A recent YouGov predictor indicating that the Conservatives may not have sufficient seats to form a government has visibly dented her confidence.
She does not look nearly as strong and stable as she once did. She appears to have developed a stammer, repeats the same slogans and clearly fears engaging in televised debates.
Under fire, she accepted to answer viewers’ questions during a BBC Special alongside Corbyn who expressed his regret that she would not debate him “head-to-head.”
Her predecessor’s fatal decision to hold a Brexit referendum, in the belief remaining was a done deal and thus triggering his own exit, should have given her pause for thought.
Determined and focused
Conversely, Corbyn who isn’t known for projecting personal strength has risen to the occasion.
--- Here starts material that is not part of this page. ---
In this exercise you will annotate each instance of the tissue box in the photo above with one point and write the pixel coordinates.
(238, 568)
He sounds determined, focused and is cleverly wooing Liberal Democrats and Scottish nationalists in hopes of forming a coalition.
In the event of a hung parliament, he might just do it.
It is one thing for a capable career civil servant like May to step into the breach when the top job is unexpectedly vacated but someone who was at the back of the queue when likeability was being doled out has to work doubly hard to attract votes.
Her failure to defend the Paris Climate Accord against Trump’s ravaging by appending her signature to a critical joint statement signed by the leaders of France, Germany and Italy does not endear her to Britons who care about the planet. A percentage of those who voted to remain in the EU might be tempted to register an ‘anyone but May’ protest ballot.
In any event, when she is resented by her EU counterparts who’ve given her the cold shoulder during an EU Summit, whether she is the right person to secure a good deal amid such hostility is open to question.
Unfortunately, neither candidate can be classed as stellar by anyone other than their diehard supporters. Corbyn sees his country through a 1960s socialist pre-Thatcher prism when trade unions held Britain hostage. He’s an anti-war, anti-nuclear activist turned politician who is cosy with the Iranian leadership to the extent he was once a regular on the Iranian English-language channel Press TV and has urged the lifting of anti-Iranian sanctions.
He has referred to the killing of Osama Bin Laden as “an assassination attempt” and “a tragedy.” He has called the leaders of Hamas “friends.” He should expect to have frosty relationships with many of Westminster’s traditional allies.
Britain is traversing uncharted waters; it is in dire need of a wise head atop broad shoulders to guide it through what will inevitably be a painful transition away from Europe. There is no towering, charismatic figure in the race so all that’s left to say ever so politely is let the best man or woman win!